7 Frauen, die dich inspirieren könnten, wenn du digitale Nomadin bist (oder davon träumst, es zu werden)
Sie umrundeten die Welt, als es verboten war. Sie pflanzten Millionen Bäume, als man sie dafür schlug. Sie programmierten, als man ihnen sagte, sie sollten perfekt sein. Sieben Frauen, sieben Geschichten — und ein gemeinsames Motto: Wagen.
Sie umrundeten die Welt, als es verboten war. Sie pflanzten Millionen Bäume, als man sie dafür schlug. Sie programmierten, als man ihnen sagte, sie sollten perfekt sein. Sie bauten Imperien nach 100 Absagen auf. Sieben Frauen, sieben Geschichten — und ein gemeinsames Motto: Wagen.
Digitale Nomadin zu sein im Jahr 2026 bedeutet, sich sehr realen Hürden zu stellen. Geld, Sicherheit, Legitimität, Einsamkeit, der Blick der anderen. Diese Hindernisse entdeckt keine Nomadin in einem Artikel — sie erlebt sie jeden Tag, zwischen zwei WLAN-Verbindungen und drei Zeitzonen. Aber diese Hindernisse sind nicht neu.
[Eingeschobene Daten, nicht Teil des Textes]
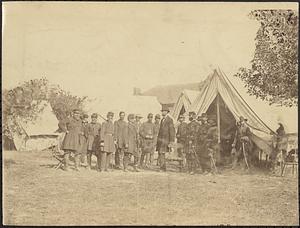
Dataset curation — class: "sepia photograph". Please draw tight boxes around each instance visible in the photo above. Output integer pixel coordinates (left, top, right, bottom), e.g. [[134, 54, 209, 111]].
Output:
[[1, 1, 299, 226]]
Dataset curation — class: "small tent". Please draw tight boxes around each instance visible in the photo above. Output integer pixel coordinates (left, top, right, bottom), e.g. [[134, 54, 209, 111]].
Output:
[[170, 90, 199, 120], [188, 69, 297, 159], [8, 102, 58, 151], [83, 95, 161, 121]]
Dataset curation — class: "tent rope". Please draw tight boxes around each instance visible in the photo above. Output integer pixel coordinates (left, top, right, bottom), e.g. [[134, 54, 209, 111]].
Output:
[[218, 67, 275, 133]]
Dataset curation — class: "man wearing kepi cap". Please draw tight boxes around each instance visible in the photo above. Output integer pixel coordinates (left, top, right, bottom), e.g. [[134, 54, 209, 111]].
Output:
[[156, 106, 175, 171], [176, 115, 187, 171], [61, 109, 83, 171], [100, 112, 116, 171], [134, 114, 143, 166], [87, 113, 101, 171], [150, 114, 160, 165], [232, 116, 253, 168], [114, 111, 127, 169], [123, 114, 139, 172], [139, 113, 155, 168], [186, 111, 200, 175]]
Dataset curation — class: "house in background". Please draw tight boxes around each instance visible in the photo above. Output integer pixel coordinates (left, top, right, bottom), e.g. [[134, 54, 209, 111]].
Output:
[[134, 82, 203, 109]]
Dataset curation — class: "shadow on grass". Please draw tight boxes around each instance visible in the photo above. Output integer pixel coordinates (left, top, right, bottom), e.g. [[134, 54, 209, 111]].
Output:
[[3, 159, 17, 169]]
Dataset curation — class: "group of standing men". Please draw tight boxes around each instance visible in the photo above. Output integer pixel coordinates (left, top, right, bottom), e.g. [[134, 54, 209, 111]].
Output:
[[59, 107, 249, 174], [59, 109, 175, 172]]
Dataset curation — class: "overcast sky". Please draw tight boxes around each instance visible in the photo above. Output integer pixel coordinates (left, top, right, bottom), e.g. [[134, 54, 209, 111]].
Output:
[[3, 2, 297, 100]]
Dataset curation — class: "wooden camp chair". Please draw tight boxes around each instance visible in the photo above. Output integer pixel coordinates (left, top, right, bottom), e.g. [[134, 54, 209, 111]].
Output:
[[280, 149, 298, 177], [166, 143, 185, 171]]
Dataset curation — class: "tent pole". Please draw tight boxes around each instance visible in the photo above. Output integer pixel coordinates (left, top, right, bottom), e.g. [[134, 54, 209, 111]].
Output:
[[217, 94, 221, 143]]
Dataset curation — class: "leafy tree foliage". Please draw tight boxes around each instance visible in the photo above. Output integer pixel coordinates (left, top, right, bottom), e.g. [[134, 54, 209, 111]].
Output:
[[236, 10, 298, 106], [2, 78, 87, 137]]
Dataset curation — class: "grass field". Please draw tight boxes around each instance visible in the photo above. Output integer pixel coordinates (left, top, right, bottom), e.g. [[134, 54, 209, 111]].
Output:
[[3, 151, 299, 225]]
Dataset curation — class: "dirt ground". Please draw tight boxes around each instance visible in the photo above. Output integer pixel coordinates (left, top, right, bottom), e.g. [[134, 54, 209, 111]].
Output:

Andere Frauen sind ihnen zuvor begegnet, in einem anderen Maßstab, in teils deutlich feindlicheren Kontexten. Und sie haben nicht aufgehört. Hier sind sieben von ihnen.
Nellie Bly — In 72 Tagen um die Welt, allein, im Jahr 1889
Am 14. November 1889 verlässt eine 25-jährige Journalistin New York mit einer einzigen Tasche. Ihre Wette: den fiktiven Rekord von Phileas Fogg aus Jules Vernes In 80 Tagen um die Welt zu brechen. Allein. Ohne Anstandsdame. In einer Zeit, in der eine Frau nicht ohne Erlaubnis die Straße überquerte. Nellie Bly — geboren als Elizabeth Cochran, Pennsylvania, bescheidene Verhältnisse — schrieb bereits unter Pseudonym, weil eine Frau nicht unter ihrem echten Namen publizierte. Zwei Jahre zuvor hatte sie sich freiwillig in eine psychiatrische Anstalt in New York einweisen lassen, um die Zustände anzuprangern. Ihre Reportage, Ten Days in a Mad House, löste eine Untersuchung der Grand Jury und sofortige Reformen aus.
Die Weltreise absolviert sie in 72 Tagen, 6 Stunden und 11 Minuten. Ohne GPS, ohne Telefon, ohne Sicherheitsnetz — nur mit Mut und einem Notizbuch. Sie wird die berühmteste Journalistin ihrer Zeit.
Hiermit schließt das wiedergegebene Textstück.